An unanticipated consequence of the delay in finalising these proceedings is that the accommodation that had been available to Mr Allen, should he be released, is now not immediately available. The family who were prepared to provide accommodation cannot now do so before early July. No suitable alternative accommodation has been suggested.
It is not simply finding a place for Mr Allen to live. The condition for accommodation involves an assessment of whether the proposed address is suitable, including an evaluation of its location with regard to schools, parks and other places where children will be, and its compatibility with electronic monitoring. The problem of accommodation for offenders released under supervision is not new. It has, in earlier cases, led to the court adjourning an application despite the difficulties that course poses: see Director of Public Prosecutions for Western Australia v Williams [2011] WASC 33 [16] - [17].

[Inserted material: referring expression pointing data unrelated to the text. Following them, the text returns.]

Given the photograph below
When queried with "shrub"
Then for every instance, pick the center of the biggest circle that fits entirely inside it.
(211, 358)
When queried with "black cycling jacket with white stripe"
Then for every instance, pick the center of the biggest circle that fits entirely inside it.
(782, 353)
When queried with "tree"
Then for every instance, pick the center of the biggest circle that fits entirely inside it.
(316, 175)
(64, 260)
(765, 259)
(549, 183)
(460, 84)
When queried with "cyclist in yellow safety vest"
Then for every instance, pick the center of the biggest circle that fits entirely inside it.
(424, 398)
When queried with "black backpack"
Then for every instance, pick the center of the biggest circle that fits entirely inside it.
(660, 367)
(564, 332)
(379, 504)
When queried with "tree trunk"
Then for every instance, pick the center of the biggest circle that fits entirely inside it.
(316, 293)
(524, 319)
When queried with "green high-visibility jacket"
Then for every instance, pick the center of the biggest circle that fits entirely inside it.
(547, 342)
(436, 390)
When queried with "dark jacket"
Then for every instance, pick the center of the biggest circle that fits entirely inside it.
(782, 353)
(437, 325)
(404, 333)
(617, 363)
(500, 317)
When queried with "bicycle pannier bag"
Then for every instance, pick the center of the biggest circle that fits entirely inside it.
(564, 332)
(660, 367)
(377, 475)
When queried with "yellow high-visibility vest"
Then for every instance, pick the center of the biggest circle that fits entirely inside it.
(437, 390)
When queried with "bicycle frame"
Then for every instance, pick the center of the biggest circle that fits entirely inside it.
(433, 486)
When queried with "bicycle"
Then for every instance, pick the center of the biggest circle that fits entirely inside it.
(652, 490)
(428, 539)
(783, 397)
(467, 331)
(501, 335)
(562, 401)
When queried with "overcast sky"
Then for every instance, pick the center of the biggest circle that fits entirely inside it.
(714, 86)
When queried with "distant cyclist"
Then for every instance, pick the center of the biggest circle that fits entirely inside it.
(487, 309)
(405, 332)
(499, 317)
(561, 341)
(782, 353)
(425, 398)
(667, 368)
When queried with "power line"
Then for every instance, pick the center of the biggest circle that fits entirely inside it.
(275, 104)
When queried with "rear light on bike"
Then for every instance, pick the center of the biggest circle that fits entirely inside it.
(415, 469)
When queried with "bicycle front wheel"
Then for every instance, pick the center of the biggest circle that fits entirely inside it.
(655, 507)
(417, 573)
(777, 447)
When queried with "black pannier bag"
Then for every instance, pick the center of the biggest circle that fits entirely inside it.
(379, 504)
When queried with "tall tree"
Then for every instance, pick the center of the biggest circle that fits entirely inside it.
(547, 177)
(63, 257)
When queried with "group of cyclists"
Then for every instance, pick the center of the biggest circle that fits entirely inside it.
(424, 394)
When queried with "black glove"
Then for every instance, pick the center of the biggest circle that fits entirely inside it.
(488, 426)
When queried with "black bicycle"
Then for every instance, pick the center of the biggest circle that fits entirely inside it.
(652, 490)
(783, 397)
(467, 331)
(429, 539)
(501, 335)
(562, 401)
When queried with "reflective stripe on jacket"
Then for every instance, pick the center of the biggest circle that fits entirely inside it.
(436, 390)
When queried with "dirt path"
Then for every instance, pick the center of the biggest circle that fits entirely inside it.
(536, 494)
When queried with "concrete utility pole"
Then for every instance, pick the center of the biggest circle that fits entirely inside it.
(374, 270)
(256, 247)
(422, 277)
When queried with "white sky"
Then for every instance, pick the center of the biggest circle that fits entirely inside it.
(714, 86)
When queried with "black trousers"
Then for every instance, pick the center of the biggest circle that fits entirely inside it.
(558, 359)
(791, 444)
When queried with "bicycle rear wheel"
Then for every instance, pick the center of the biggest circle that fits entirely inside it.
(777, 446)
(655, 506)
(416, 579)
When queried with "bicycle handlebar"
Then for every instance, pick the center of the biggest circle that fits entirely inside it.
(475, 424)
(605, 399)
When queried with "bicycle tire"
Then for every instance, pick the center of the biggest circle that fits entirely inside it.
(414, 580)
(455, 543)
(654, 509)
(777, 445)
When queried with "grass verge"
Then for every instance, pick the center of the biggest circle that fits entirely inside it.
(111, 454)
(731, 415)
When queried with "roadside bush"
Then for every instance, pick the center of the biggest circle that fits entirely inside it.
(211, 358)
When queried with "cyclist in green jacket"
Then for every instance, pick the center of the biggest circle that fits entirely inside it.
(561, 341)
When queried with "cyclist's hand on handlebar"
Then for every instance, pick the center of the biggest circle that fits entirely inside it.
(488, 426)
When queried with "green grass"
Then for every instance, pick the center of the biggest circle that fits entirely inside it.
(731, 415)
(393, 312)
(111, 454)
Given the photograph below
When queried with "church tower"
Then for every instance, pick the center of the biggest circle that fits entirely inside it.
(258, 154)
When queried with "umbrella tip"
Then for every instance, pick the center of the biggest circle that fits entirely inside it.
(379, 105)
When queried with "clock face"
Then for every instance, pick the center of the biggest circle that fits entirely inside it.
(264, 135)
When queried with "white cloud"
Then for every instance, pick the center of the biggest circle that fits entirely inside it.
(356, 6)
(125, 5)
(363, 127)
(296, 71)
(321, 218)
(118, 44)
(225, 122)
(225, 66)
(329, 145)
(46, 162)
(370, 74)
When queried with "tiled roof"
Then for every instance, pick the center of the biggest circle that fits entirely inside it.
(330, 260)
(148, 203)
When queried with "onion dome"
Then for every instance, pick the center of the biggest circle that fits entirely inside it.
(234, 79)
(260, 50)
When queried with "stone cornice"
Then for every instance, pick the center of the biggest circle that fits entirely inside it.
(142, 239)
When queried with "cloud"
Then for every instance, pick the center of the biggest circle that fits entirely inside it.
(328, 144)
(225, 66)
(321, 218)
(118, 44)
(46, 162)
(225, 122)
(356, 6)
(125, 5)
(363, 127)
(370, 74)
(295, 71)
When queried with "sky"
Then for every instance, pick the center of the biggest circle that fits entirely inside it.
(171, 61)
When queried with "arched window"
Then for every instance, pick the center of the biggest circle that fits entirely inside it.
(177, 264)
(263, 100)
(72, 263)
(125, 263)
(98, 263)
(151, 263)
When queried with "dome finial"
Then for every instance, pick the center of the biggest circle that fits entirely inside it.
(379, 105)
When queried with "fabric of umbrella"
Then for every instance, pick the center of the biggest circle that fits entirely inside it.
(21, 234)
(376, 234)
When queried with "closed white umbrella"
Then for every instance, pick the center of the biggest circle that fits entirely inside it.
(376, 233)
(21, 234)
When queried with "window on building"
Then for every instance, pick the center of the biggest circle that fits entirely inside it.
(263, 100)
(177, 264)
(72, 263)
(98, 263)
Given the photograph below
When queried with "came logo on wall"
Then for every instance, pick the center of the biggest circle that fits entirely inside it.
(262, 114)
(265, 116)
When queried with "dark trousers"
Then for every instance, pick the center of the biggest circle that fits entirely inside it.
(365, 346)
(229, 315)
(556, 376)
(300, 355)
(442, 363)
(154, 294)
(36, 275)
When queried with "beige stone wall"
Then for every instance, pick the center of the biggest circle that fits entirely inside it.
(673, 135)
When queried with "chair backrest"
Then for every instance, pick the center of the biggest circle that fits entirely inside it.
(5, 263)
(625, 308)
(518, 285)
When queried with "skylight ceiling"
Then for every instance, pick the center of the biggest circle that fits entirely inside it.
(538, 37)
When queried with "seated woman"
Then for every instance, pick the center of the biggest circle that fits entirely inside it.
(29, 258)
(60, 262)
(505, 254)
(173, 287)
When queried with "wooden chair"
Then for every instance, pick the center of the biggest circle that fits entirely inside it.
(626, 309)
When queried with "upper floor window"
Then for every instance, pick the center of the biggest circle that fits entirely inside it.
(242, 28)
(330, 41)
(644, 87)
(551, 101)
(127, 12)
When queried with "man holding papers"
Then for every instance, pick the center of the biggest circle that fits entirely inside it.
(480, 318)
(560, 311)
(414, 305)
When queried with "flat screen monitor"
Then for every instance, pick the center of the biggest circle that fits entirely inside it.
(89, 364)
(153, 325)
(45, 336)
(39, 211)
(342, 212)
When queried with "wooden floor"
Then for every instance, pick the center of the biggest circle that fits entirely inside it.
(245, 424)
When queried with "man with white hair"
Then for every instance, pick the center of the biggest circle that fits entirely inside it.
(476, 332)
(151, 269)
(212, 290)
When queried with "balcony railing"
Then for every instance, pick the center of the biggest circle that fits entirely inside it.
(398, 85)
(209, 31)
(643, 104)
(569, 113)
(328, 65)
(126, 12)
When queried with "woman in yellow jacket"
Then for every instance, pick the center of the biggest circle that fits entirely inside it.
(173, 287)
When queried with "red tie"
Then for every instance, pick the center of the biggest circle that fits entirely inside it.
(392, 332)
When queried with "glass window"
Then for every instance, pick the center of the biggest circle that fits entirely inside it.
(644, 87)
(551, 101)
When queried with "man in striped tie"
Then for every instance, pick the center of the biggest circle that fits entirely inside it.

The possibility of an adjournment until July, to see if the accommodation question had resolved, was considered in argument. Counsel for Mr Allen did not request an adjournment, fully aware that the result must be an order for continued detention. Both parties asked me to decide this matter today.
I find that Mr Allen contravened the conditions of his supervision order, by the conduct leading to his convictions for breach of s40A in 2014. There is no suitable accommodation now available to enable him to be released.
It is not yet clear whether he will consent to a condition for the recommencement of anti‑libidinal medication.
Having regard to all of the material and the unavailability of any suitable accommodation I am satisfied that if an order, under s 23(1)(b) is not made for the detention of Mr Allen in custody for an indefinite term for control care or treatment, there is an unacceptable risk that he will commit a serious sexual offence.
An order under s 23(1)(b) will be made for the continued detention of Mr Allen.